Journal List > Korean Circ J > v.50(3) > 1143572

Mohandes, Pernigotti, Morr, and Bardají: Percutaneous Left Atrial Appendage Closure in the Presence of Thrombus Using LAmbre Device and Cerebral Protection System
A 79-year-old woman in permanent atrial fibrillation with CHA2DS2-VASc score 6 and under acenocumarol therapy was referred to our department for percutaneous left atrial appendage (LAA) closure after suffering a hemorrhagic cerebrovascular accident. Transesophageal echocardiography (TEE) revealed a thrombus in LAA (Figure 1). We planned to implant LAmbre™ (Lifetech Scientific Corp., Shenzhen, China) with simultaneous use of a cerebral protection device, Sentinel™ (Claret Medical, Santa Rosa, CA, USA) (Figure 2). The procedure was guided by TEE without any contrast injection. A partial umbrella delivery of a LAmbre 24/30 mm was done in front of LAA ostium and the whole system was advanced up to the point immediately before thrombus in LAA superior lobe. At this point, the umbrella delivery was completed and afterward the cover part was immediately unsheathed (Figure 3). TEE revealed a proper position of LAmbre, so the device was eventually released (Figure 4). Sentinel™ did not contain any debris. The patient's postoperative course was uneventful.
The presence of thrombus in LAA has been considered a contraindication to percutaneous LAA closure since the manipulation of catheter and device may lead to systemic embolisation.
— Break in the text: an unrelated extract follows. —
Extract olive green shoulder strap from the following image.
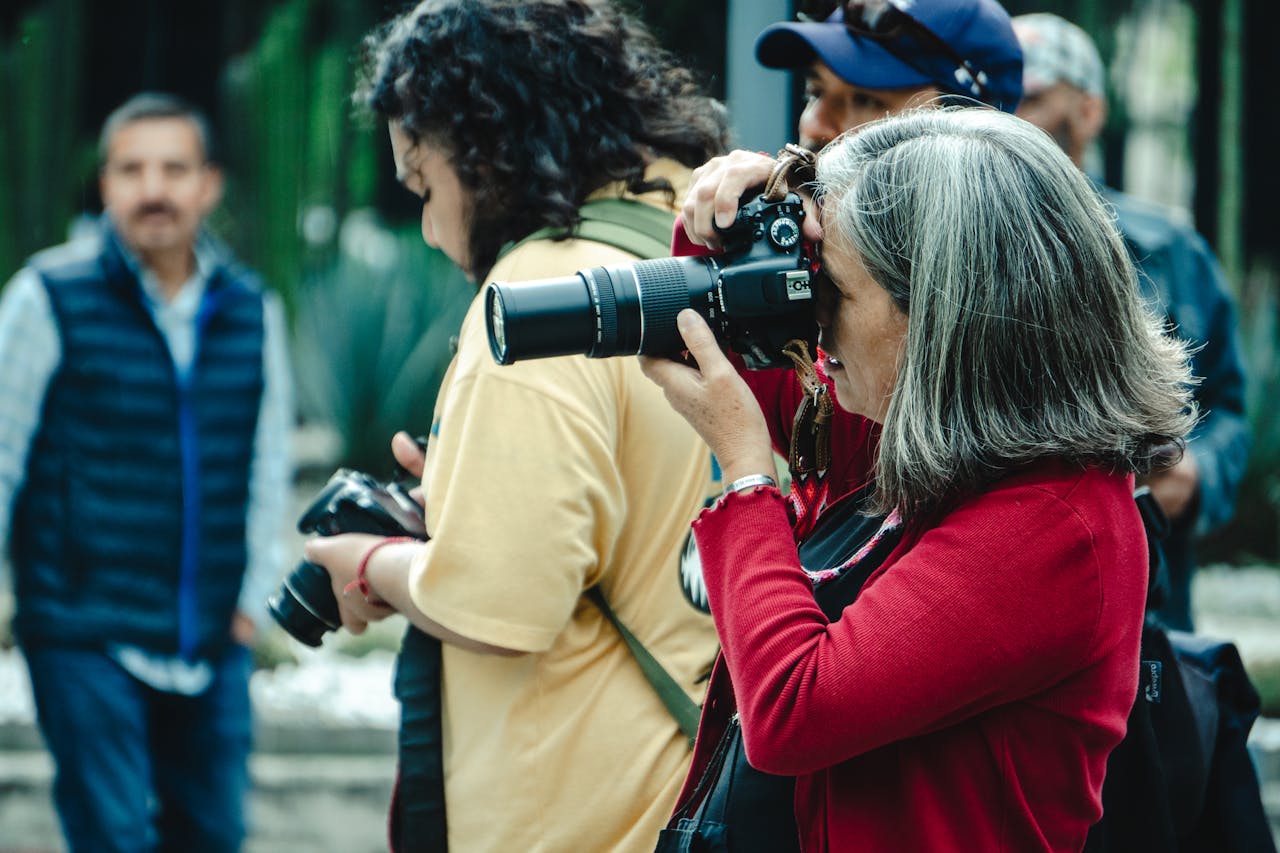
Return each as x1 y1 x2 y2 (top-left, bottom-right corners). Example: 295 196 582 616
585 587 701 747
We used partial deployment technique of umbrella at the orifice of LAA as described in some reported cases.1) Thereafter, the system was advanced up to the landing zone where the device was completely delivered trying not to touch the thrombus.
In selected patients LAA closure in the presence of thrombus is safe and feasible and should not be considered an absolute contraindication.2)

Figures and Tables

Figure 1

TEE at 135o shows a multilobed LAA with small thrombus in superior lobe (left). LAA ostium with maximum diameter of 21 mm (right).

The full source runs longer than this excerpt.